He accused a group of neoconservatives of leading the United States into a war against Islam, and said he fears a pre-election terrorist attack that would prompt Americans to re-elect President Bush.

"If America is to survive, she must not use the might of America to fight the battle of Israel," Mr. Farrakhan said. "I must say that I know that this president is bound to the neoconservative agenda, and it is in their best interest to have President Bush re-elected."

He blamed this group of neoconservatives -- which he said includes former Education Secretary William Bennett, Defense Secretary Donald H. Rumsfeld and Deputy Defense Secretary Paul Wolfowitz -- for attempting to coerce President Clinton into invading Iraq in 1998.

"Some of these people were on the outside looking in during President Clinton's administration," Mr. Farrakhan said. "And when President Bush became president, many of these people came into government. ... President Bush had already signed on to this before he took office."

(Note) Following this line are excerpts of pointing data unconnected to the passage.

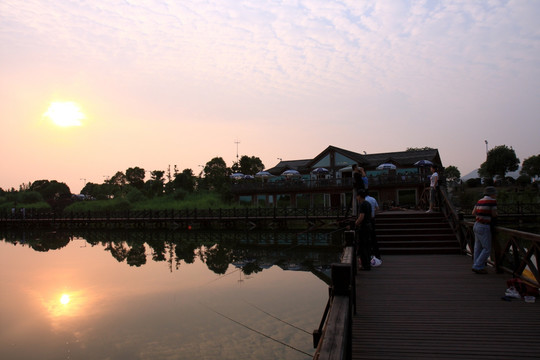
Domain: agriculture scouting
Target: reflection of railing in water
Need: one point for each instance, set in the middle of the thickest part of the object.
(172, 218)
(333, 338)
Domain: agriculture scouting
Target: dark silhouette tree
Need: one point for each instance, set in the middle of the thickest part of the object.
(154, 186)
(250, 165)
(452, 173)
(531, 166)
(216, 175)
(184, 181)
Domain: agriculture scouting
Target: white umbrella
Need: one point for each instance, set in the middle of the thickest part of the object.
(291, 173)
(386, 166)
(423, 163)
(263, 174)
(237, 176)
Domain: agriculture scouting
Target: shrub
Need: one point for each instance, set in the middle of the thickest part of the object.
(29, 197)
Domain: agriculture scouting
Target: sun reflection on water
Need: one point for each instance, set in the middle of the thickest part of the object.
(65, 304)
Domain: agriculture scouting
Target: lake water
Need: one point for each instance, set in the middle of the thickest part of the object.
(149, 295)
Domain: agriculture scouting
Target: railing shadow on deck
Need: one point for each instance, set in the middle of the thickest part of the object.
(332, 339)
(514, 252)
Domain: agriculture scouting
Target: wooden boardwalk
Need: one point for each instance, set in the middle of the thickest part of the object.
(435, 307)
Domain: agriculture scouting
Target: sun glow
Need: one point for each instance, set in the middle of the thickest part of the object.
(65, 114)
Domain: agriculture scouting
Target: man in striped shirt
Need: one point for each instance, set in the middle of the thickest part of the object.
(486, 213)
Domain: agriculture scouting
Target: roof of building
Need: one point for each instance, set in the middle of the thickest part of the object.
(402, 159)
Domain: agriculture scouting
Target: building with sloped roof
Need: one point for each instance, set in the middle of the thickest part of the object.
(326, 180)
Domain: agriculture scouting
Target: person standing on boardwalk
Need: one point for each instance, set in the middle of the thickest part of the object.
(363, 230)
(358, 185)
(486, 216)
(434, 182)
(375, 252)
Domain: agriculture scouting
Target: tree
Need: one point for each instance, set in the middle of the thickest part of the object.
(531, 166)
(216, 174)
(135, 177)
(184, 180)
(51, 190)
(55, 193)
(154, 186)
(250, 165)
(117, 184)
(452, 173)
(500, 160)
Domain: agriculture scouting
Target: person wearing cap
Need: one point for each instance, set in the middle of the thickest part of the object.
(375, 251)
(363, 230)
(485, 211)
(433, 183)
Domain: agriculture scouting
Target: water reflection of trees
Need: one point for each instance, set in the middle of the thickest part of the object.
(251, 252)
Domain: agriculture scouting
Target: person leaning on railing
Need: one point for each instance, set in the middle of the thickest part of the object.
(486, 216)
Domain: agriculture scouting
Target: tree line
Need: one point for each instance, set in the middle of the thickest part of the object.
(215, 176)
(132, 184)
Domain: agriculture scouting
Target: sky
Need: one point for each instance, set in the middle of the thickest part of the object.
(155, 83)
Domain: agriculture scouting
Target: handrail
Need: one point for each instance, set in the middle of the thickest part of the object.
(515, 252)
(333, 338)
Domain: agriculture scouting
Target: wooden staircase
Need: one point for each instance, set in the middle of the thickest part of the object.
(415, 232)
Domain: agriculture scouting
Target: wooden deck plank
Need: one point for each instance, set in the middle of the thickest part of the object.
(434, 306)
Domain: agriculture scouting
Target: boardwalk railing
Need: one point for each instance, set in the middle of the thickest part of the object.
(332, 339)
(515, 252)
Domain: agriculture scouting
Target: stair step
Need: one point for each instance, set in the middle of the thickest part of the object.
(415, 233)
(414, 244)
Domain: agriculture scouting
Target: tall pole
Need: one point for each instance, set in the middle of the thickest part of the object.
(237, 142)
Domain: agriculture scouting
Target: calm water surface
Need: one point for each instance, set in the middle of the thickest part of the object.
(137, 296)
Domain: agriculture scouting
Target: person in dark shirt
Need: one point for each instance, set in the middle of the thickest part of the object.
(486, 215)
(363, 230)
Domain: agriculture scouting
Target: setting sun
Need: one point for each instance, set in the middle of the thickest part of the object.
(64, 299)
(65, 114)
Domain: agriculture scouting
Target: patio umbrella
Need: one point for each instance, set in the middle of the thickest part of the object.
(290, 173)
(320, 171)
(386, 166)
(423, 163)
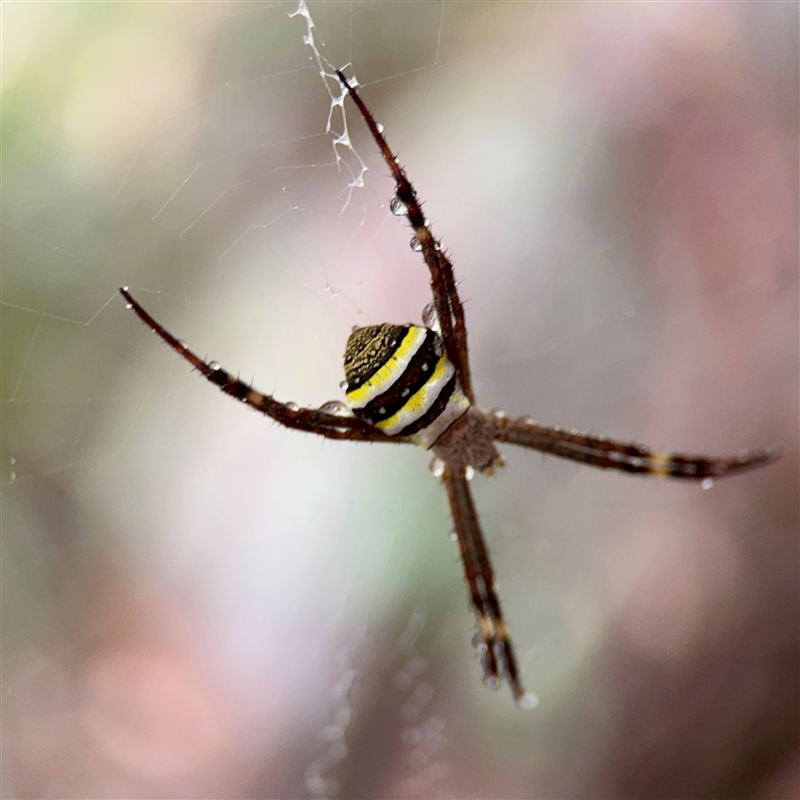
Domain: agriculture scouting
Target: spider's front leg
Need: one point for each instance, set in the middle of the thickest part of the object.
(448, 305)
(323, 422)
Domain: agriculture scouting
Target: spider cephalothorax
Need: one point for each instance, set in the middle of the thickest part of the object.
(408, 383)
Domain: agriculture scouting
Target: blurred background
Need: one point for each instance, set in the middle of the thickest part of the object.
(198, 603)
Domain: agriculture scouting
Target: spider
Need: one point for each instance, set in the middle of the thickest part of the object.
(412, 384)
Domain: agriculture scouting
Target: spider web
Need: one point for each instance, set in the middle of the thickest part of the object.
(197, 602)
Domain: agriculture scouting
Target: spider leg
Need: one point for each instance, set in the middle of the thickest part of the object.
(605, 453)
(331, 426)
(480, 578)
(448, 305)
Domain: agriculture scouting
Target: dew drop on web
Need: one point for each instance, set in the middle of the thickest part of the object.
(398, 207)
(336, 407)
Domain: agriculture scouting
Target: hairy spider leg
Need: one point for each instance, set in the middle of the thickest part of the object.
(331, 426)
(598, 451)
(480, 578)
(448, 305)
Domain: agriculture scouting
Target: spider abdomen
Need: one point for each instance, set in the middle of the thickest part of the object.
(400, 380)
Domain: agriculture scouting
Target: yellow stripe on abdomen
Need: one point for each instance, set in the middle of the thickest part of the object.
(419, 403)
(391, 371)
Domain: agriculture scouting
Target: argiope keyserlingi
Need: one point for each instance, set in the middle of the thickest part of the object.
(411, 384)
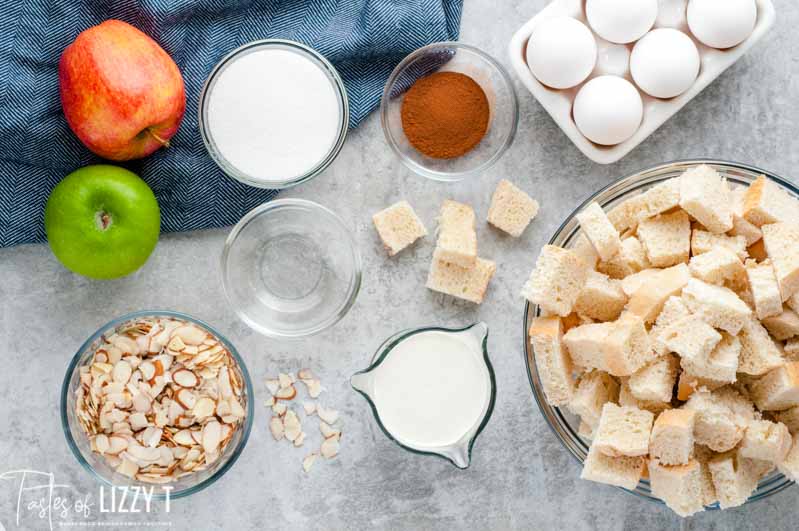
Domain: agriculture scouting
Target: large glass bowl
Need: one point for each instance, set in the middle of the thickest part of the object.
(492, 78)
(562, 422)
(78, 441)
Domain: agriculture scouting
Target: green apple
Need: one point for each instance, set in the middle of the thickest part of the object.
(102, 221)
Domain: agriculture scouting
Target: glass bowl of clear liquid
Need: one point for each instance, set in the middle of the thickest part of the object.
(290, 268)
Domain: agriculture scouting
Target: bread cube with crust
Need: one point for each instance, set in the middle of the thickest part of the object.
(624, 472)
(782, 245)
(555, 368)
(623, 431)
(666, 238)
(672, 440)
(600, 231)
(601, 298)
(511, 209)
(557, 280)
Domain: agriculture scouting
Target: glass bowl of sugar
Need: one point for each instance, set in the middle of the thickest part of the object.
(273, 113)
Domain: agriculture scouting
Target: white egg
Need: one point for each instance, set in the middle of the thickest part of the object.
(722, 24)
(608, 110)
(664, 63)
(621, 21)
(561, 52)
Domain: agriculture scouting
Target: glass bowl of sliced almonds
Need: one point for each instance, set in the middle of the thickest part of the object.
(157, 398)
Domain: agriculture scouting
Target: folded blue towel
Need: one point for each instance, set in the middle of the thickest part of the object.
(364, 39)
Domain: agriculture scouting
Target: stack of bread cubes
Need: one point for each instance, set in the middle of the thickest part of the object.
(671, 328)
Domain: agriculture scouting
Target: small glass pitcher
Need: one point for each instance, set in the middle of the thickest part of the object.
(459, 453)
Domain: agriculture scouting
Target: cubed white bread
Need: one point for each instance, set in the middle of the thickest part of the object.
(552, 360)
(790, 465)
(655, 381)
(782, 245)
(556, 281)
(632, 282)
(717, 267)
(594, 390)
(721, 365)
(666, 238)
(624, 472)
(679, 486)
(585, 251)
(783, 326)
(718, 306)
(623, 431)
(691, 338)
(673, 310)
(703, 242)
(735, 477)
(457, 238)
(778, 390)
(602, 298)
(789, 417)
(511, 208)
(767, 202)
(759, 352)
(630, 259)
(600, 231)
(766, 441)
(765, 289)
(398, 227)
(672, 440)
(648, 300)
(467, 283)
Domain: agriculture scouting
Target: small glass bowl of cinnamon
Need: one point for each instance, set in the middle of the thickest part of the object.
(449, 111)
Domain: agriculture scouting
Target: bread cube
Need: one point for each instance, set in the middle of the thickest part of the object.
(594, 390)
(511, 209)
(467, 283)
(705, 196)
(552, 361)
(623, 431)
(624, 472)
(666, 238)
(783, 326)
(672, 440)
(648, 300)
(600, 231)
(703, 242)
(601, 298)
(778, 390)
(766, 441)
(655, 381)
(679, 486)
(398, 227)
(759, 353)
(556, 281)
(457, 238)
(718, 306)
(767, 202)
(782, 245)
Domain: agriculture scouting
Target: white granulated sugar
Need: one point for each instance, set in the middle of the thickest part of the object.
(273, 114)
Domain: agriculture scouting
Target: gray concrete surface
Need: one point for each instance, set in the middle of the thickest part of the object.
(521, 477)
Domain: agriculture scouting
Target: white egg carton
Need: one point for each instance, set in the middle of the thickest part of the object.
(558, 103)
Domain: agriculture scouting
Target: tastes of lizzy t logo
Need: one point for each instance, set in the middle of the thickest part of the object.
(40, 497)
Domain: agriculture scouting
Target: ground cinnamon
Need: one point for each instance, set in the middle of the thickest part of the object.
(445, 114)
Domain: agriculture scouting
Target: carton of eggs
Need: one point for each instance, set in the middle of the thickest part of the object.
(610, 72)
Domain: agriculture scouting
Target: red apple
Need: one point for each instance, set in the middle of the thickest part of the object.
(122, 94)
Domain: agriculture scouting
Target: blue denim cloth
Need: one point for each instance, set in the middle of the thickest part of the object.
(364, 39)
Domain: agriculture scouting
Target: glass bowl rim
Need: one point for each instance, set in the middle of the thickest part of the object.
(769, 485)
(441, 175)
(341, 95)
(389, 344)
(356, 277)
(247, 428)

Mr. Farrakhan read a letter he had sent to Mr. Bush in December 2001, asking that U.S. military intervention be halted.

In the letter, Mr. Farrakhan, calling himself a "humble servant," quotes the book of Revelation and the words of Nation of Islam founder Elijah Muhammad.

He told the president in the letter that Libyan chief of state Moammar Gadhafi was "demonized" in the American press and that "the bombing of a discotheque in Germany was used by President Reagan to justify the most expensive assassination attempt in the history of this nation."

As he defended some dictators, he told the several hundred gathered at the Press Club that "there is no leader who has not at some time killed some members of his own country. America killed its own citizens at Waco. Is that a predicate for war?"

He also ventured, allegorically, that he would be judged by the ancient Jewish court in the Bible called Sanhedrin.

"I have been a faithful warner to you," he said. "I know that the Sanhedrin will meet after this speech and they will decide what to do with me. You may do as you please. But if this country is to survive, it must renounce and repudiate the doctrine of the neoconservatives and distance this country from their agenda. If America is to survive, she must not use the might of America to fight the battles of Israel."

Mr. Farrakhan, branded by some as a racist, has called Jews and others "bloodsuckers."

The upcoming presidential election is "the most serious election on the history of this nation," he said. "My dear black brothers and sisters, and Hispanic brothers and sisters, I know you are Democrats and I know you want Senator Kerry to win. But I say to the black leadership, don't lead people to the polls before you put up an agenda."